O casal era fundador do kibbutz (comunidade agrícola) Nir Oz, aonde tinham chegado aos 17 anos. “Ele estava muito envolvido nos direitos dos palestinianos e trabalhava pela paz com os nossos vizinhos”, disse Sharone, a filha. Oded, acrescentou Sharone, acredita que é necessário “encontrar uma forma de vivermos juntos, que isso era fácil, estava muito desiludido e combateu esta ideia da ocupação, da guerra perpétua”. “Ele fala bem árabe, pode comunicar muito bem. Conhece muitas pessoas em Gaza. Quero pensar que vai ficar bem”, afirmou. De acordo com o diário israelita Haaretz, Yocheved e Oded têm quatro filhos, 11 netos e um bisneto.
Lifshit e Cooper saíram de Gaza através da fronteira de Rafah, no Egipto, o único ponto de passagem a partir da Faixa que não é directamente controlado por Israel e por onde desde sábado tem entrado ajuda humanitária.
O Hamas divulgou um vídeo de propaganda em que se vêem homens armados com as duas senhoras, que se sentam à espera da libertação. Depois, quando se preparam para entrar na carrinha do Comité Internacional da Cruz Vermelha, Lifshit vira-se para trás e despede-se de um dos homens do Hamas, dizendo-lhe “Salam”, paz, em árabe.
“A maneira como ela se virou para trás e disse ‘obrigada’ foi incrível. É mesmo dela”, comentou a filha.
“Duas em 222 reféns”
Lembrando que os maridos de ambas continuam cativos pelo Hamas e que Lifshit e Cooper “são apenas duas em 222 reféns”, o porta-voz das IDF (Forças de Defesa de Israel), Daniel Hagari, disse que o vídeo “faz parte do terror psicológico que o Hamas usa para aparentemente mostrar que é uma organização humanitária”.
“É um vídeo cínico que não nos faz esquecer o 7 de Outubro”, acrescentou Hagari, referindo-se ao dia em que muitas centenas de membros do grupo que a União Europeia considera uma organização terrorista atacaram o Sul de Israel e mataram 1400 pessoas, assumindo durante algumas horas o controlo de várias localidades ao longo da fronteira de Gaza.

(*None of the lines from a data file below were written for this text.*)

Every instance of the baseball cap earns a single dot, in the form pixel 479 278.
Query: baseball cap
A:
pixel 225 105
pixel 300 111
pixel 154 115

Em resposta, Israel declarou guerra ao Hamas e tem bombardeado violentamente o enclave palestiniano. De acordo com o Ministério da Saúde do governo de Gaza, controlado pelo Hamas, os raides mataram 704 palestinianos nas últimas 24 horas, num total de 5791 mortos e mais de 16 mil feridos.
Há vários países árabes envolvidos em negociações para tentar assegurar a libertação de mais reféns. Hagari agradeceu ao Egipto e ao Qatar. As primeiras reféns libertadas, na sexta-feira, eram duas cidadãs americanas – Judith Tai Raanan e a filha, Natalie Shoshana Raanan.
De acordo com o jornal The New York Times, a Administração Biden tem tentado convencer o primeiro-ministro israelita, Benjamin Netanyahu, a adiar a invasão terrestre de Gaza, numa tentativa para obter a libertação de mais reféns.
A imprensa israelita tem dado conta da possibilidade de o Hamas libertar os cidadãos israelitas com dupla nacionalidade e, na segunda-feira à noite, pouco antes da confirmação de que Lifshit e Cooper seriam libertadas, os media israelitas noticiaram que poderia estar iminente a libertação de 50 pessoas.